VIVER PERDOANDO
Os discípulos ouviram a Jesus dizer coisas
incríveis sobre o amor aos inimigos, a oração ao Pai pelos que os perseguem, o
perdão a quem lhes faz mal. Seguramente pareceu-lhes uma mensagem
extraordinária, mas pouco realista e muito problemática.
Pedro aproxima-se agora a Jesus com uma abordagem
mais prática e concreta que lhes permitiria, ao menos, resolver os problemas
que surgiriam entre eles: desconfianças, invejas, confrontos e conflitos. Como
têm de atuar naquela família de seguidores que caminham atrás dos Seus passos?
Em concreto: «Quantas vezes tenho de perdoar o meu irmão quando
me ofende?»
Antes de que Jesus lhe responda, o impetuoso Pedro
adianta-se para fazer a sua própria sugestão: «Até sete vezes?»
A sua proposta é de uma generosidade muito superior ao ambiente justiceiro que
se respira na sociedade judaica. Vai mais longe inclusive do que se pratica
entre os rabinos e os grupos essênios, que falam como máximo de perdoar até
quatro vezes.
No entanto, Pedro continua a mover-se no plano da
casuística judaica, onde se prescreve o perdão como arranjo amistoso e
regulamentado para garantir o funcionamento ordenado da convivência entre quem
pertence ao mesmo grupo.
A resposta de Jesus exige colocar-nos noutro
registro.
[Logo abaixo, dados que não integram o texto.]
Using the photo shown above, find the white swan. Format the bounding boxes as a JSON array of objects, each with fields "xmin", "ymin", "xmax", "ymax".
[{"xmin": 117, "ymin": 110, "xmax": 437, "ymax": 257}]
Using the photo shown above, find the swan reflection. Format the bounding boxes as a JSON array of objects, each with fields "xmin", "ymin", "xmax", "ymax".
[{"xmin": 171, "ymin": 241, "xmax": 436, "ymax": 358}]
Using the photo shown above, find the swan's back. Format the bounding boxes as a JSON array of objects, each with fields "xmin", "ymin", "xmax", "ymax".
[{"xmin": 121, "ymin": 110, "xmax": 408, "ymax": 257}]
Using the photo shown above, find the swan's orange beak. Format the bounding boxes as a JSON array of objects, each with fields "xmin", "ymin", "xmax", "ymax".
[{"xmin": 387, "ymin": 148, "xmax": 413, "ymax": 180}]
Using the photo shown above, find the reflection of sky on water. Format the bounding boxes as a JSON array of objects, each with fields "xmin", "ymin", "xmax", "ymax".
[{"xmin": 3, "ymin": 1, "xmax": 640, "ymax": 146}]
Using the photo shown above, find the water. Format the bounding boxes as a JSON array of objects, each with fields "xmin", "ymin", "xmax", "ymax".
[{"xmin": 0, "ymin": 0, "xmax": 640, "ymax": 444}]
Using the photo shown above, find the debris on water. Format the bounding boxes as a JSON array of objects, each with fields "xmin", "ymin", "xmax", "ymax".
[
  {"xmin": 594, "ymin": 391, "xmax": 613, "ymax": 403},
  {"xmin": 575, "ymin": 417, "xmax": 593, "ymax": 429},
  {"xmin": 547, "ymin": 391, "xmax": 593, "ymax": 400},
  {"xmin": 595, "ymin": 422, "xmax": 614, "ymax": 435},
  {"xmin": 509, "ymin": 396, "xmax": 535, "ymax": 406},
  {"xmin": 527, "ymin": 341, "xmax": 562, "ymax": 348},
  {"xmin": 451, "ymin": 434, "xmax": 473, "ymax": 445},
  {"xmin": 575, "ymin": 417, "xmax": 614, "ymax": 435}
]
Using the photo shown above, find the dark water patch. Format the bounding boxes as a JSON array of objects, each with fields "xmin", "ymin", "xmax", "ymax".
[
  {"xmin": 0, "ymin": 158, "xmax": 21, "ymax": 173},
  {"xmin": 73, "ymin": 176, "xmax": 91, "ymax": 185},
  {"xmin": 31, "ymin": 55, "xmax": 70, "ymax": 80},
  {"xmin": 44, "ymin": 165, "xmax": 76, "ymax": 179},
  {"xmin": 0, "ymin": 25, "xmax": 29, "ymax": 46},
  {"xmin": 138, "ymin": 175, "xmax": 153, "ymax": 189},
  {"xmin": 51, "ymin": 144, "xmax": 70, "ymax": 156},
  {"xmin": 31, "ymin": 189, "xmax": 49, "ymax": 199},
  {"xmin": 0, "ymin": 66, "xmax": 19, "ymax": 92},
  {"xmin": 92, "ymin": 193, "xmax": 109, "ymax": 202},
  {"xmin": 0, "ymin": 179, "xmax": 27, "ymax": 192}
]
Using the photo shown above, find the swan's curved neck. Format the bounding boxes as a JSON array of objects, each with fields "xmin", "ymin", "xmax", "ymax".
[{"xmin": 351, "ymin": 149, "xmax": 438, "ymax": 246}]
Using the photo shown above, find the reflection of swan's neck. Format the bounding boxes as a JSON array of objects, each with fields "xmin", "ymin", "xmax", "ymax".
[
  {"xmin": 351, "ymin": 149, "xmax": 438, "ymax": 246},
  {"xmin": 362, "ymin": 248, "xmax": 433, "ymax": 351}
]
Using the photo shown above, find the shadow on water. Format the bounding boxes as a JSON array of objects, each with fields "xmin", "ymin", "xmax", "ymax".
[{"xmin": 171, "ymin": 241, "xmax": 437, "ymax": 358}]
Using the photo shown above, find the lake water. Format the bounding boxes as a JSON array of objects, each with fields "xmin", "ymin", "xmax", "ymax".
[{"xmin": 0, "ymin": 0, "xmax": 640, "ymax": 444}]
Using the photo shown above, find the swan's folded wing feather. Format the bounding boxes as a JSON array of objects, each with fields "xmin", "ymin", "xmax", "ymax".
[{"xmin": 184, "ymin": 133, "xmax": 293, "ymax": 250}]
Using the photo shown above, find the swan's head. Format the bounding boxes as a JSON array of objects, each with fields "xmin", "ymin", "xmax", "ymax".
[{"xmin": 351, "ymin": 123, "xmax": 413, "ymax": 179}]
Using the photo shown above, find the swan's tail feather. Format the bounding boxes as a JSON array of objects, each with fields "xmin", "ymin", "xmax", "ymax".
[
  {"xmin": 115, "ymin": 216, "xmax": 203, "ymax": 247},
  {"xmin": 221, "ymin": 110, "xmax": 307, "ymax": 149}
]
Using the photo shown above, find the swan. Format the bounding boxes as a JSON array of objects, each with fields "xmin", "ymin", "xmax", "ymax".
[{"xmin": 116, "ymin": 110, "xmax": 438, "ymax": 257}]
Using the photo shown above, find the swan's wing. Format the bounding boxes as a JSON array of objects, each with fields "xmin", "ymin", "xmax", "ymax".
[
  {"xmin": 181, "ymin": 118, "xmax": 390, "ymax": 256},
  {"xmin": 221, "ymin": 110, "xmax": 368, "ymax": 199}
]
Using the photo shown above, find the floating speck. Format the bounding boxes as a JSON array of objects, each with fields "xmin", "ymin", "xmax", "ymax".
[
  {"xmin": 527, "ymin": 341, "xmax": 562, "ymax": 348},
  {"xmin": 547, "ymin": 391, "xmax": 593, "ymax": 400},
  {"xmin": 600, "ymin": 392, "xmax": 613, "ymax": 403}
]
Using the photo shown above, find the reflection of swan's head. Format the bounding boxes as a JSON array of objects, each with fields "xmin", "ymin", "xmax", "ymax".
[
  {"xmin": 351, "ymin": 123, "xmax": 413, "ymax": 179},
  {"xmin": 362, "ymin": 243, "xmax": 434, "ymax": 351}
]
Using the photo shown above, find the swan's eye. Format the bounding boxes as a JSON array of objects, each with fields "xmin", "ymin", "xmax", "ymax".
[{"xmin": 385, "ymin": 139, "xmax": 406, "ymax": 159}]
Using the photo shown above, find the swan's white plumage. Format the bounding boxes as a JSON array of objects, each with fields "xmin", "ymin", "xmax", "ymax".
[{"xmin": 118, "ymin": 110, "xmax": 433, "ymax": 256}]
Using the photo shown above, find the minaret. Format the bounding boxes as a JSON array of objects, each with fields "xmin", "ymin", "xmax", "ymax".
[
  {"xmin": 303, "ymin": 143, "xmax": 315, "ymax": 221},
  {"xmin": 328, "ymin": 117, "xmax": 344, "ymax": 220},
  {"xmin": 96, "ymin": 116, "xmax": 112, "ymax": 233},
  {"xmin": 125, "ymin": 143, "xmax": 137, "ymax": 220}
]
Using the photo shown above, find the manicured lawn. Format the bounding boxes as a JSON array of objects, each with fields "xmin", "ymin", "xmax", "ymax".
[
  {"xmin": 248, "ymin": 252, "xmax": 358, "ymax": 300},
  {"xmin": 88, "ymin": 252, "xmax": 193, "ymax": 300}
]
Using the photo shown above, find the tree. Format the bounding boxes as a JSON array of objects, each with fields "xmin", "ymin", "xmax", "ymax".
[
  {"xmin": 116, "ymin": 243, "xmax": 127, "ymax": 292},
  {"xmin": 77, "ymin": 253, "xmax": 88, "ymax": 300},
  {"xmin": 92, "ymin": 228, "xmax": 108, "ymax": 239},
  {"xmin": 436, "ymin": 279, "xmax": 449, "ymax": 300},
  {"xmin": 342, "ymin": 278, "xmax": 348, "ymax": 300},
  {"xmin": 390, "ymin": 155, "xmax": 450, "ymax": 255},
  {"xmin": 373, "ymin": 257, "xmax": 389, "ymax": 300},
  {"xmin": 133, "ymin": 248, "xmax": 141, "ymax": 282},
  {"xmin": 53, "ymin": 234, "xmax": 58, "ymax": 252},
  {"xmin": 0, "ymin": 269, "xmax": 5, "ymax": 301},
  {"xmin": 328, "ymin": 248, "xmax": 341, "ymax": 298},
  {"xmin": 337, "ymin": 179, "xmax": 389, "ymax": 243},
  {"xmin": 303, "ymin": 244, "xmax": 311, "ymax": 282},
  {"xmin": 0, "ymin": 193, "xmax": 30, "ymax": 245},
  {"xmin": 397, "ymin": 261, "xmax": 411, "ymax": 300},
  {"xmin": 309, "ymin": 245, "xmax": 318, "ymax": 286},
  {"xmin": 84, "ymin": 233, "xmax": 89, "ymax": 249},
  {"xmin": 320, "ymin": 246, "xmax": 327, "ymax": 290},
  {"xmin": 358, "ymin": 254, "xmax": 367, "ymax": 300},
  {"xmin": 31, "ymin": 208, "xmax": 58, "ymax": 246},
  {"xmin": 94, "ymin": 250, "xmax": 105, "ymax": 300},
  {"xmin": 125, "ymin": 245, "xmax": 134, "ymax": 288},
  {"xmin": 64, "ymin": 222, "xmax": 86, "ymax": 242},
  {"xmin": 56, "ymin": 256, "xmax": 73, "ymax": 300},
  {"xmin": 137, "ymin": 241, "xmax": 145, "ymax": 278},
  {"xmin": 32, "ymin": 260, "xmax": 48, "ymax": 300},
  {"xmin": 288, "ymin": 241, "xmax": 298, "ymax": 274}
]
No perdão não há limites: «Não te digo até sete vezes, mas até setenta vezes
sete». Não tem sentido manter uma contabilidade do perdão. O que se
põe a contar quantas vezes está a perdoar ao irmão entra por um caminho absurdo
que arruína o espírito que tem de reinar entre os Seus seguidores.
Entre os judeus era conhecido o «Canto da vingança»
de Lámec, um lendário herói do deserto, que dizia assim: «Cain será vingado
sete vezes, mas Lámec será vingado setenta vezes sete». Perante esta cultura da
vingança sem limites, Jesus propõem o perdão sem limites entre os Seus
seguidores.
As diferentes posições ante o Concilio foram
provocando no interior da Igreja conflitos e confrontos por vezes muito
dolorosos. A falta de respeito mútuo, os insultos e as calúnias são frequentes.
Sem que ninguém os desautorize, setores que se dizem cristãos servem-se da
Internet para semear agressividade e ódio, destruindo sem piedade o nome e a
trajetória de outros crentes.
Necessitamos urgentemente testemunhas de Jesus que anunciem com palavra
firme o Seu Evangelho e que contagiem com coração humilde a Sua paz. Crentes
que vivam perdoando e curando esta obsessão doentia que entrou na Sua Igreja.